7. Frequently Asked Questions
Here are some frequently asked questions about XML to XLSX conversion:
1. How to convert XML file to XLSX?
You can convert XML to XLSX using Excel, online tools, or Python automation, depending on your needs.
- For quick, simple files, online tools are convenient (see Section 2).
- For files with structured or nested XML, Excel’s Data import offers control (see Section 3).
- For large-scale or automated processing, Python provides full flexibility (see Section 4).
2. How do I open an XML file in Excel?
Excel can import XML as a table. Simple XML opens directly, while complex or hierarchical XML may require mapping via the Data tab → Get Data → From XML workflow (see Section 3.2).
3. How can I convert XML to other formats?
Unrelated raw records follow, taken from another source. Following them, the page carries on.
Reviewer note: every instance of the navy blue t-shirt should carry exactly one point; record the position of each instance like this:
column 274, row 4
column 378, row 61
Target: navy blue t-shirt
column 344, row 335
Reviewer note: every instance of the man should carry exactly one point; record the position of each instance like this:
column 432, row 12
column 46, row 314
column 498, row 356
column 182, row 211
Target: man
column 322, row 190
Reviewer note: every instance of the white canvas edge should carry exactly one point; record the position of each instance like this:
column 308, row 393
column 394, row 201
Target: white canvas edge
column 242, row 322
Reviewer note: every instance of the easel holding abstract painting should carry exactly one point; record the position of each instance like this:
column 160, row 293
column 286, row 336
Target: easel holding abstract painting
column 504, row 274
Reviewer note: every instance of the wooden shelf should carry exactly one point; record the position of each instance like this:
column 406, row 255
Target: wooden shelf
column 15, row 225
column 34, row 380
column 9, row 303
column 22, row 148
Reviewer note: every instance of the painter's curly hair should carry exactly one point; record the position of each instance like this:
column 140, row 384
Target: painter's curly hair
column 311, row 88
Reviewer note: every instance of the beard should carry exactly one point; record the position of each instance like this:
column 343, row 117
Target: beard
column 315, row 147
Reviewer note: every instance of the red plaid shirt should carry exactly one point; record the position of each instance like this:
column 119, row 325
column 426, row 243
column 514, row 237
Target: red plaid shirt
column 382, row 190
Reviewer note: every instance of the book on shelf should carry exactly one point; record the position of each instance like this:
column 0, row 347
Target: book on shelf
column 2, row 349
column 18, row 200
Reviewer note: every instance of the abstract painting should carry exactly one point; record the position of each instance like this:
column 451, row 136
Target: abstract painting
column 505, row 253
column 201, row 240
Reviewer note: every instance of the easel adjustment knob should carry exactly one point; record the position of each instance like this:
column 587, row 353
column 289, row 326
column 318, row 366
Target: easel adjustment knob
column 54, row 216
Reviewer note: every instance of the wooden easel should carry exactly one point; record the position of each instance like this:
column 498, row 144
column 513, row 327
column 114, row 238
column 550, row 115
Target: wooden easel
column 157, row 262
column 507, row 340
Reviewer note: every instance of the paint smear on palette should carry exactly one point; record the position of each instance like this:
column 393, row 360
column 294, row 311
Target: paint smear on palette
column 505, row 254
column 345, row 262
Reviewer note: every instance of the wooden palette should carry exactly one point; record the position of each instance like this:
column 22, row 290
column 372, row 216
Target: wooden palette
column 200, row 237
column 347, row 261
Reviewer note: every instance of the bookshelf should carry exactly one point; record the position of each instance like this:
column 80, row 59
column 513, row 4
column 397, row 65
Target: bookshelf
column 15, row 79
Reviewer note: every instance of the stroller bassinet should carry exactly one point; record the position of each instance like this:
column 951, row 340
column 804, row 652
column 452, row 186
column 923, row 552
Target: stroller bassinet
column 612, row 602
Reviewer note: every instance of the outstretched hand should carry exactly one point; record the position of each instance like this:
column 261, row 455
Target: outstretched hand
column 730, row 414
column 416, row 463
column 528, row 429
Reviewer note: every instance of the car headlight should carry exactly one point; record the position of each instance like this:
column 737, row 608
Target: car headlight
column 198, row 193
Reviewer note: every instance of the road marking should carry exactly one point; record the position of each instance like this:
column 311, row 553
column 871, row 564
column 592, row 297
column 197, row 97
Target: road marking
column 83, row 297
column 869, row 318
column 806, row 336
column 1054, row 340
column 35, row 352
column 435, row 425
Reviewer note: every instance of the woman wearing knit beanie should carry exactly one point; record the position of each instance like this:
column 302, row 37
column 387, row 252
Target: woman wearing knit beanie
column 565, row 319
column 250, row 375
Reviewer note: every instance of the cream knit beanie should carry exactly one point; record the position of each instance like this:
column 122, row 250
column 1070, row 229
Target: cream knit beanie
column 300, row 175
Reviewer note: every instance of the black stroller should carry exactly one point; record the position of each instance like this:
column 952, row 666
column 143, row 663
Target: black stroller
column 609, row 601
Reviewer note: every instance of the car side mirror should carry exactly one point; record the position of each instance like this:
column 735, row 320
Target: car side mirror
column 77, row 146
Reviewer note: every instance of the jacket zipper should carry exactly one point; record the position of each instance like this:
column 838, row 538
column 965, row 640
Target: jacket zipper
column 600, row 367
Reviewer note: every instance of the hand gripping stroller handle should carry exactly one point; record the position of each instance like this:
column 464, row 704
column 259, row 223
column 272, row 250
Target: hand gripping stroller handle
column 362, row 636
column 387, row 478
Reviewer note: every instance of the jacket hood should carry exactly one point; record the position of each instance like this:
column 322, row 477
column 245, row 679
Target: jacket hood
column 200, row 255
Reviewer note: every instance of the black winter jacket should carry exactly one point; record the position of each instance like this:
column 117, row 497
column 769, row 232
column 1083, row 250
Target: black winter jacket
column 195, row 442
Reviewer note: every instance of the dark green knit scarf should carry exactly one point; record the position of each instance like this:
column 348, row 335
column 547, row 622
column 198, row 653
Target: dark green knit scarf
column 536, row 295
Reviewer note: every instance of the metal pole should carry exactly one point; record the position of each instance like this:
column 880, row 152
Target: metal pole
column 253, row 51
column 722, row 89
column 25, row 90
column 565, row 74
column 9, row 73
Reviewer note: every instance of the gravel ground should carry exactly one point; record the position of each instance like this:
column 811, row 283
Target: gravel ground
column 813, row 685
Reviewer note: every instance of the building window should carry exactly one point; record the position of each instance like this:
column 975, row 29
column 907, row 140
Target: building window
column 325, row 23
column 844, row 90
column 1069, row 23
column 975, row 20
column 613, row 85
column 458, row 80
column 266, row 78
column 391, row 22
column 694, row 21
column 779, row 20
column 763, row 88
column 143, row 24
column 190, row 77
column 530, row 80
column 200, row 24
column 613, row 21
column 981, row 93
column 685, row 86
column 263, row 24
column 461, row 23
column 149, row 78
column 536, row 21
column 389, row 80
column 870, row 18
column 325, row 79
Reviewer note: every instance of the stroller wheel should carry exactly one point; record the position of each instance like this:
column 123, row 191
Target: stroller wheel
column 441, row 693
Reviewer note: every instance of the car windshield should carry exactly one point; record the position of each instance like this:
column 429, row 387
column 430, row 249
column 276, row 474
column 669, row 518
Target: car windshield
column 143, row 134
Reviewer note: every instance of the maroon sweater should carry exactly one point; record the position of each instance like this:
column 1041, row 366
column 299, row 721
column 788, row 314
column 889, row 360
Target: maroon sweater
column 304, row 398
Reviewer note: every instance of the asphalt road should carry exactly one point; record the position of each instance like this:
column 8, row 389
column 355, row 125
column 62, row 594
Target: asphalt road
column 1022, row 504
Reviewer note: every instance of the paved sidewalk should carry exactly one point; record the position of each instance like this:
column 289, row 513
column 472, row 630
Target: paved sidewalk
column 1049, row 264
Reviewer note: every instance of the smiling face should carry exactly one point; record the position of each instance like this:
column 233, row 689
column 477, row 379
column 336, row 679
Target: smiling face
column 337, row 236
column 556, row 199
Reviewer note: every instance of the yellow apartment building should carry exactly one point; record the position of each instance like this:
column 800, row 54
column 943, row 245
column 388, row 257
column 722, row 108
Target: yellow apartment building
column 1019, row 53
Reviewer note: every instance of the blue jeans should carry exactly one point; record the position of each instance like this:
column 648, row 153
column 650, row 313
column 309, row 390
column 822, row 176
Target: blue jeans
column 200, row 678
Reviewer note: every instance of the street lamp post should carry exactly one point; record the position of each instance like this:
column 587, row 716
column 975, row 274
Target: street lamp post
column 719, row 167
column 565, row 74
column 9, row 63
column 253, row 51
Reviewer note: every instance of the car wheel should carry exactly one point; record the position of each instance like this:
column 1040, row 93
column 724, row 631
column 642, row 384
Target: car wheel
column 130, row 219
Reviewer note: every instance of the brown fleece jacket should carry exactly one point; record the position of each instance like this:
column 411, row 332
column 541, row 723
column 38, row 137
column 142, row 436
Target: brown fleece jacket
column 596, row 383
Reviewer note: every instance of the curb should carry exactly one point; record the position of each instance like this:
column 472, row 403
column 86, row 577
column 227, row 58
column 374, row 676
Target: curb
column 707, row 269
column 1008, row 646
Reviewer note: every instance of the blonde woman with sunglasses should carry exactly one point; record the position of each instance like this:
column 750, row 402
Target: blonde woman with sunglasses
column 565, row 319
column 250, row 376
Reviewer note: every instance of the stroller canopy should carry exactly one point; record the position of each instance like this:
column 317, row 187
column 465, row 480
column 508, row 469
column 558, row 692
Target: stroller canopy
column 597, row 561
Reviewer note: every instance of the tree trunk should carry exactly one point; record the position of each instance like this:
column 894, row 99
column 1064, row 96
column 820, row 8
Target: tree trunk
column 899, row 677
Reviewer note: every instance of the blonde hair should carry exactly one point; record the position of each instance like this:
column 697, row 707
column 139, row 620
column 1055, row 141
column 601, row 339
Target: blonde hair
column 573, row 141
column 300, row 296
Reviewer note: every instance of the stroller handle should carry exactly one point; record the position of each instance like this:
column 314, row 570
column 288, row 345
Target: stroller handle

Besides XLSX, XML can be converted to CSV, JSON, or databases using Python scripts or specialized tools. Python libraries such as xml.etree.ElementTree or lxml allow parsing and transforming XML into various formats programmatically.
4. How to convert XML to Excel online for free?
Free online converters can handle straightforward XML-to-XLSX conversions without installing software. They are ideal for small or moderate files but may struggle with deeply nested XML or large datasets (see Section 2).
8. Conclusion
XML to XLSX conversion takes multiple forms depending on the structure of your data and the tools available. Online converters offer convenience for quick tasks, while Excel provides greater control with XML mapping and schema support. When automation, large datasets, or custom mapping rules are required, Python is the most flexible and robust solution.
Whether your workflow involves simple XML lists, deeply nested business data, or large-scale batch processing, the methods in this guide offer practical and reliable ways to convert XML to XLSX and manage the data effectively across systems.